Иногда кажется: мы все погибли под Троей. Все. Победители, кто на обратном пути утонул близ Эвбеи, обманувшись Каферейскими лже-огнями, или пошел на дно под угрюмым Теносом. Братья по оружию, в запале позабывшие, что войне конец, – и павшие от братской руки. Смертные, неся смерть во все пределы, куда бы ни двинулись.
И Глубокоуважаемые, чья западня оказалась столь вместительна, что в ней хватило места и для добычи, и для ловца.
Год за годом осколки поколения обреченных бросаются к оракулам. С одним-единственным вопросом: где безопасно жить? Где поселиться, чтобы не испытывать вечного страха?! И оракулы честно отвечают: там, где падающее небо не причинит вам вреда. Многие понимают это буквально: берут семьи, имущество и переезжают, например, в Херсонес Карийский, окруженный горами со всех сторон. Мне смешно. Мне постоянно мерещится: Олимпийская Дюжина вопрошает и получает ответ – живите там, где вам не повредит падающее небо!

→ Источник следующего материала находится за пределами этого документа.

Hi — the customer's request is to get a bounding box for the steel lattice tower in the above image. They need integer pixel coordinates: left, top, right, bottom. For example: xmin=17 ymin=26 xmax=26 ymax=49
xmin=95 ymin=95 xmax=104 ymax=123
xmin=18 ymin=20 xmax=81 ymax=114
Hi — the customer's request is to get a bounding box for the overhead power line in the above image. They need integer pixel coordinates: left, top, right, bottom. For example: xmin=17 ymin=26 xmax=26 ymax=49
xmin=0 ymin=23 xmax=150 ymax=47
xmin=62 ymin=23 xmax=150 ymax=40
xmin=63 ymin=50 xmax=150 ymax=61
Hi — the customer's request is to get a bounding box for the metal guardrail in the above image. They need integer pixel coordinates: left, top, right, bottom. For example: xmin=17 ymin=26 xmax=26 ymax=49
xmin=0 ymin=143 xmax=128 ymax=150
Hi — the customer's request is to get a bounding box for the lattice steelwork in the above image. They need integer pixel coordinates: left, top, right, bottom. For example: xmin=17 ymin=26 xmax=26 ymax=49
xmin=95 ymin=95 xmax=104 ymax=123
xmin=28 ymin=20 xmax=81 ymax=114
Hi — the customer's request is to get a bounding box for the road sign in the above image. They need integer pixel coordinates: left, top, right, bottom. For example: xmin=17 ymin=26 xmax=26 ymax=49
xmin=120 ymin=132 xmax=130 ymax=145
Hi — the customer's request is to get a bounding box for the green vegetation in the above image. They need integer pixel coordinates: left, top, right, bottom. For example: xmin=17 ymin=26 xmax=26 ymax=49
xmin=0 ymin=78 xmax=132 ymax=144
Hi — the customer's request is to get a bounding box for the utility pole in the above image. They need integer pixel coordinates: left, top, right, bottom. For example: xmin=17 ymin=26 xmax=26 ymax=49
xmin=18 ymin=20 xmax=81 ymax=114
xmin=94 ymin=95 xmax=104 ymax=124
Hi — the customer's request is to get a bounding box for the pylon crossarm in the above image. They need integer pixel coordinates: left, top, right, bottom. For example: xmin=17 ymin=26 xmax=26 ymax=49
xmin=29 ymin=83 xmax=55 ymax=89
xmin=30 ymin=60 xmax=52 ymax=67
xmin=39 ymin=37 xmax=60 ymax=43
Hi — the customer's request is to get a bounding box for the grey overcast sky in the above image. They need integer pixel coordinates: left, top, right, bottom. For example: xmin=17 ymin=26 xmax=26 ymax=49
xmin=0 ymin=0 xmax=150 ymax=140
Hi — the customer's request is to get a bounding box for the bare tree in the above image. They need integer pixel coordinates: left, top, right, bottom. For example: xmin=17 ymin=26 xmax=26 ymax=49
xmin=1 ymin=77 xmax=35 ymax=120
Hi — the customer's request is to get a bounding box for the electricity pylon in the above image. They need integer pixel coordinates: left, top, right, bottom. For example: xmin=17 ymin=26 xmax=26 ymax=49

После чего Глубокоуважаемые с семьями и имуществом переезжают в Херсонес.
Когда земля грозит разверзнуться, она поглощает живущих на ней. Когда проваливается небо, синева топит в себе горстку небожителей. Когда-то, давным-давно, небо упало на землю, буйный Уран покрыл зрелую Гею – и родились первые дети. Где они сейчас? Кто умер в те дни, ложась перегноем под новые зерна? Оскопленное небо молчит, хмуря седые брови облаков, и молчит земля, баюкая во тьме усталую утробу.
Море пахнет гнилым обещанием покоя.
Мы погибли под Троей.
– …вы неправильно начинали. Дело не в силе. Дело не в мастерстве. Дело совсем в другом: в малом. Просто надо очень любить этот лук…
Роговой наконечник скользнул в ушко тетивы сам собой.
– …очень любить эту стрелу…
Тетива, скрипя, поползла назад, к плечу.
Тела убитых уже убрали из мегарона. Часть для погребения вывезли рыдающие отцы, остальных я распорядился сжечь утром с подобающими почестями. Жаль, забыл уточнить – с какими именно. Могут неправильно понять. Из дюжины петель вынули дюжину рабынь, еще недавно через край полных кипящей жизни, а теперь годных лишь на корм воронам. Виновных в том, что любили заезжих женихов больше, чем следовало бы. Тринадцатая, самая дерзкая, оправдав свое имя – Черноцвет [3] , – вчера родила сына. Надеюсь, крики совпали: первый детский и последний отцовский, когда стрела пронзила его грудь. Эвриклея велела закопать дитя вместе с матерью; я не стал возражать.
3
Черноцвет – греч. Меланфо или Меланфий, в зависимости от женского или мужского рода. Рабыня и козопас (тезки) в доме Одиссея.